Tuesday, October 01, 2013

The "Cost" of Shutdown?

Editorial disguised as 'news.'

A partial shutdown of the federal government would cost the U.S. at least $300 million a day in lost economic output at the start, according to IHS Inc. 

While that is a small fraction of the country’s $15.7 trillion economy, the daily impact of a shutdown is likely to accelerate if it continues as it depresses confidence and spending by businesses and consumers.

Well, yes--but given that IRS does not close its doors (and it doesn't), Obama & Co. will continue to extract money from taxpayers.  That is a "cost", just like awarding back-pay to the hive's worker-bees after the "shutdown" is over with.  (By the way, only half of Federal employees will be furloughed.)

More editorial follows here:

...Congress and the White House also will face off over raising the nation’s $16.7 trillion debt ceiling. The Treasury has said its ability to borrow will end on about Oct. 17 unless the limit is increased. Treasury Secretary Jacob J. Lew has said that failing to raise the limit would risk putting the U.S. into default and could be “catastrophic.”...

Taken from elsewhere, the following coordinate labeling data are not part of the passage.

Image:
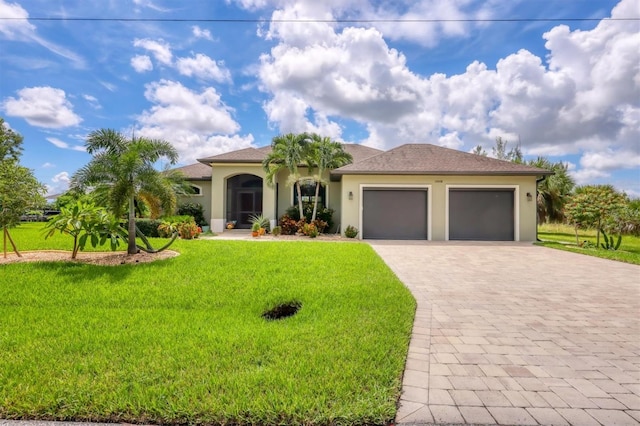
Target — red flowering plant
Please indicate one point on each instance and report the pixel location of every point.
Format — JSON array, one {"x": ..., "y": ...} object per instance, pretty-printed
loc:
[{"x": 189, "y": 230}]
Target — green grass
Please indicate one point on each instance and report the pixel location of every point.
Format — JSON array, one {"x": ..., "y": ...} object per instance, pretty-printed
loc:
[
  {"x": 563, "y": 237},
  {"x": 183, "y": 341}
]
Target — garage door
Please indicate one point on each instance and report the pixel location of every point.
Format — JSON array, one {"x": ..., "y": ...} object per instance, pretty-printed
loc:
[
  {"x": 394, "y": 214},
  {"x": 481, "y": 214}
]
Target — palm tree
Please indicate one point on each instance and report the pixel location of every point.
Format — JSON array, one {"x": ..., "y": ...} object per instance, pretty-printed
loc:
[
  {"x": 122, "y": 169},
  {"x": 553, "y": 191},
  {"x": 325, "y": 154},
  {"x": 288, "y": 153}
]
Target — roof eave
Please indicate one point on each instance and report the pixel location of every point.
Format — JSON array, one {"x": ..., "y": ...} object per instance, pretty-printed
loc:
[{"x": 443, "y": 173}]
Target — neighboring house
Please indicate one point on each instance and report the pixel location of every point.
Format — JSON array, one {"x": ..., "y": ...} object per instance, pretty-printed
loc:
[{"x": 412, "y": 192}]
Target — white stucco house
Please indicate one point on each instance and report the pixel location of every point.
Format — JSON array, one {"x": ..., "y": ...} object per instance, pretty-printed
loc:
[{"x": 411, "y": 192}]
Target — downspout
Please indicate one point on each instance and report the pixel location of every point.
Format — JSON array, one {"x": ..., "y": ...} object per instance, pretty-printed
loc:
[{"x": 537, "y": 182}]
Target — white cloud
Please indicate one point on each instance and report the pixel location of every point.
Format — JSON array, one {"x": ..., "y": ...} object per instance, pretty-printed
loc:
[
  {"x": 160, "y": 50},
  {"x": 62, "y": 177},
  {"x": 42, "y": 107},
  {"x": 141, "y": 63},
  {"x": 93, "y": 101},
  {"x": 63, "y": 145},
  {"x": 109, "y": 86},
  {"x": 432, "y": 20},
  {"x": 582, "y": 98},
  {"x": 203, "y": 67},
  {"x": 200, "y": 33},
  {"x": 59, "y": 184},
  {"x": 198, "y": 124}
]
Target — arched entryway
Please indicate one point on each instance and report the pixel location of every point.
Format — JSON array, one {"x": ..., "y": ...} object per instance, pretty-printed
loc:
[{"x": 244, "y": 199}]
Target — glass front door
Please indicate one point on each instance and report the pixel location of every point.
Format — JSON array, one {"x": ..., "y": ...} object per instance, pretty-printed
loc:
[{"x": 244, "y": 199}]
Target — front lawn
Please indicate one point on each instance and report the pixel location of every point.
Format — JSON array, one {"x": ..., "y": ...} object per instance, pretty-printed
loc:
[
  {"x": 562, "y": 237},
  {"x": 183, "y": 340}
]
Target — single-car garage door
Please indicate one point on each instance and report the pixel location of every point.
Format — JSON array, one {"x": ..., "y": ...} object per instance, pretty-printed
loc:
[
  {"x": 394, "y": 214},
  {"x": 481, "y": 214}
]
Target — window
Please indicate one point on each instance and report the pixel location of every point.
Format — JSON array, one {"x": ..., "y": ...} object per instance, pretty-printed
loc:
[
  {"x": 309, "y": 194},
  {"x": 196, "y": 190}
]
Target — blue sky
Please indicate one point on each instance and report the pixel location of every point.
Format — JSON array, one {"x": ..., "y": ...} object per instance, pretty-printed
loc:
[{"x": 381, "y": 73}]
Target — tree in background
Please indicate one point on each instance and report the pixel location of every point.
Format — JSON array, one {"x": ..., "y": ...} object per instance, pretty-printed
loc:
[
  {"x": 324, "y": 154},
  {"x": 479, "y": 150},
  {"x": 500, "y": 152},
  {"x": 10, "y": 143},
  {"x": 288, "y": 153},
  {"x": 122, "y": 169},
  {"x": 19, "y": 189},
  {"x": 591, "y": 206},
  {"x": 553, "y": 191}
]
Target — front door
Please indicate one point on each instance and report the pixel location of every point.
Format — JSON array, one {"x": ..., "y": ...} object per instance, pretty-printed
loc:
[{"x": 244, "y": 199}]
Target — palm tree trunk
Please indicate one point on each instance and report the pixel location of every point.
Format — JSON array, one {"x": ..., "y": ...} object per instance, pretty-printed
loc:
[
  {"x": 15, "y": 249},
  {"x": 315, "y": 202},
  {"x": 300, "y": 200},
  {"x": 131, "y": 248}
]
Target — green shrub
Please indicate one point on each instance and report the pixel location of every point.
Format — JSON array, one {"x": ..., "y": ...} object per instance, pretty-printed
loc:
[
  {"x": 149, "y": 227},
  {"x": 260, "y": 220},
  {"x": 188, "y": 230},
  {"x": 323, "y": 214},
  {"x": 194, "y": 210},
  {"x": 310, "y": 230},
  {"x": 351, "y": 232},
  {"x": 289, "y": 225}
]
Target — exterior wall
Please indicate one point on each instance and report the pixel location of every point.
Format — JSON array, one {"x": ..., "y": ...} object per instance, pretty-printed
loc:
[
  {"x": 525, "y": 209},
  {"x": 285, "y": 195},
  {"x": 219, "y": 175},
  {"x": 204, "y": 198}
]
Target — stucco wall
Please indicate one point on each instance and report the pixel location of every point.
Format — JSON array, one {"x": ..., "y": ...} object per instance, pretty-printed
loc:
[
  {"x": 204, "y": 198},
  {"x": 219, "y": 175},
  {"x": 525, "y": 220},
  {"x": 285, "y": 194}
]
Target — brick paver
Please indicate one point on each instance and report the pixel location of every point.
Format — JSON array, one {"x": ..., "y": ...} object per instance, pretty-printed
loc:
[{"x": 511, "y": 333}]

That's a gross distortion of the truth.  The US will not "default" unless it refuses to pay its obligations.  Refusing to pay (or the inability to pay) is not necessarily a result of capping the debt.  Reducing spending, instead, is an option--but it's not mentioned here. 

Gee whillikers, Batman, why not?

Well, Robin, the reason that reducing spending is not mentioned is simple.  It doesn't fit the story-line of this editorial-disguised-as-news.